The Inverness Courier
- Type: Bi-weekly newspaper
- Format: Broadsheet
- Owner: Highland News and Media
- Editor: David Bourn
- Founded: 1817; 209 years ago
- Headquarters: New Century House, Inverness
- Circulation: (Tue): 1,636; (Fri): 3,907 (as of 2023)
- ISSN: 0020-9929
- OCLC number: 500156504
- Website: inverness-courier.co.uk

= The Inverness Courier =

Bi-weekly newspaper in Inverness, Scotland

The Inverness Courier is a local, bi-weekly newspaper, published each Tuesday and Friday in Inverness, Scotland. It reports on issues in Inverness and the Highlands and Islands of Scotland. It is the longest, continually running local newspaper covering the area.

==History==
The first issue of The Inverness Courier and General Advertiser for the Counties of Inverness, Ross, Moray, Nairn, Cromarty, Sutherland and Caithness appeared on 4 December 1817. The first editors were Mr. John and Mrs. Johnstone until 1824. Mrs. Christian Isobel Johnstone produced the widely acclaimed Meg Dod's Cookery Book.

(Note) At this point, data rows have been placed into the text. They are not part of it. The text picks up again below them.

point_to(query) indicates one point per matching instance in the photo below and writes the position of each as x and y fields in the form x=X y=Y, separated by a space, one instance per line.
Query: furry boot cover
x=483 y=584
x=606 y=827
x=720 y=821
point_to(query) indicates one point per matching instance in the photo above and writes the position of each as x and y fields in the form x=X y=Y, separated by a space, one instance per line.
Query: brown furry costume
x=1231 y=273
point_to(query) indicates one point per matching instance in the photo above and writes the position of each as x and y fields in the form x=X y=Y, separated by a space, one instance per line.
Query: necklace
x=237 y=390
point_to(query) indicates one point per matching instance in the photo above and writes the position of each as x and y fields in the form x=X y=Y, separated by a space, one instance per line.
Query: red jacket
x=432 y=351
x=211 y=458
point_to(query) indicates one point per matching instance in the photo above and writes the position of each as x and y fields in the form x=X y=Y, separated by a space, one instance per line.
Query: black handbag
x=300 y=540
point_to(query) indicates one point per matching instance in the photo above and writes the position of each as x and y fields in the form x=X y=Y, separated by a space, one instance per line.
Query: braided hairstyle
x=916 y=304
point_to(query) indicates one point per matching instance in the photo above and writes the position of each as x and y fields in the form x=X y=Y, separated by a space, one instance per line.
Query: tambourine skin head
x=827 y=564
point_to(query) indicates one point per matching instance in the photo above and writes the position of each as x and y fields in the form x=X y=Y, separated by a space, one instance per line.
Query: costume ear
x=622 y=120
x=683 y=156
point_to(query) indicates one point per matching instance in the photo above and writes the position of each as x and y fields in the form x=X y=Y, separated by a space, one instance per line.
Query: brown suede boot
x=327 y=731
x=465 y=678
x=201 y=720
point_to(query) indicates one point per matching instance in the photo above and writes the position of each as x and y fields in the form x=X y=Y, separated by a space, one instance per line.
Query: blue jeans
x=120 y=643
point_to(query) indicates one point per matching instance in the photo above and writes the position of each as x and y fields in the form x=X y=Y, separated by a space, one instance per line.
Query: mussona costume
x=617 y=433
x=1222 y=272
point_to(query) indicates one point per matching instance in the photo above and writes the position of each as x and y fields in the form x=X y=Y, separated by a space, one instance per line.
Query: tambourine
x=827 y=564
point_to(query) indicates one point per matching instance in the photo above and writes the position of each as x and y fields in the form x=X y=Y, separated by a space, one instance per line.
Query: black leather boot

Dr. Robert Carruthers was editor from April 1828 until his death in 1878, when his son Walter Carruthers took over until his death in 1885. He was succeeded by James Barron. Walter Carruthers and James Barron were co-founders of Inverness Field Club in 1875. In February 1919, Dr. Evan Macleod Barron became editor, who was the author of The Scottish War of Independence. His niece Eveline Barron became deputy editor in 1952, succeeding him as editor in April 1965. There is no current editor since David Bourn left to edit an English regional daily. A content editor serves several HNM Group titles, including the Courier.

The Rev. Alexander Stewart (1829–1901), Minister of Ballachulish & Corran of Ardgour Parish contributed for more than four decades, under the pen-name Nether Lochaber, a more-or-less fortnightly column to the Inverness Courier. This resulted in two publications: Nether Lochaber: The Natural History, Legends and Folk-lore of the West Highlands (1883) and Twixt Ben Nevis and Glencoe: The Natural History, Legends, and Folk-lore of the West Highlands (1885).

In May 1933, The Inverness Courier published the first report of the Loch Ness monster. A Courier correspondent, Alexander Campbell, had told of the strange sighting to then editor Evan Barron, who is said to have replied that it must be a monster.

==Today==
The Inverness Courier is published by Highland News and Media, which publishes several weekly newspapers in the Highland council area of Scotland.

In 2014, The Inverness Courier was named the Highlands and Islands newspaper of the year.

Due to a massive drop in circulation, this newspaper has had to move from its Longman headquarters, downsize and relocate to offices in Bank Street, Inverness.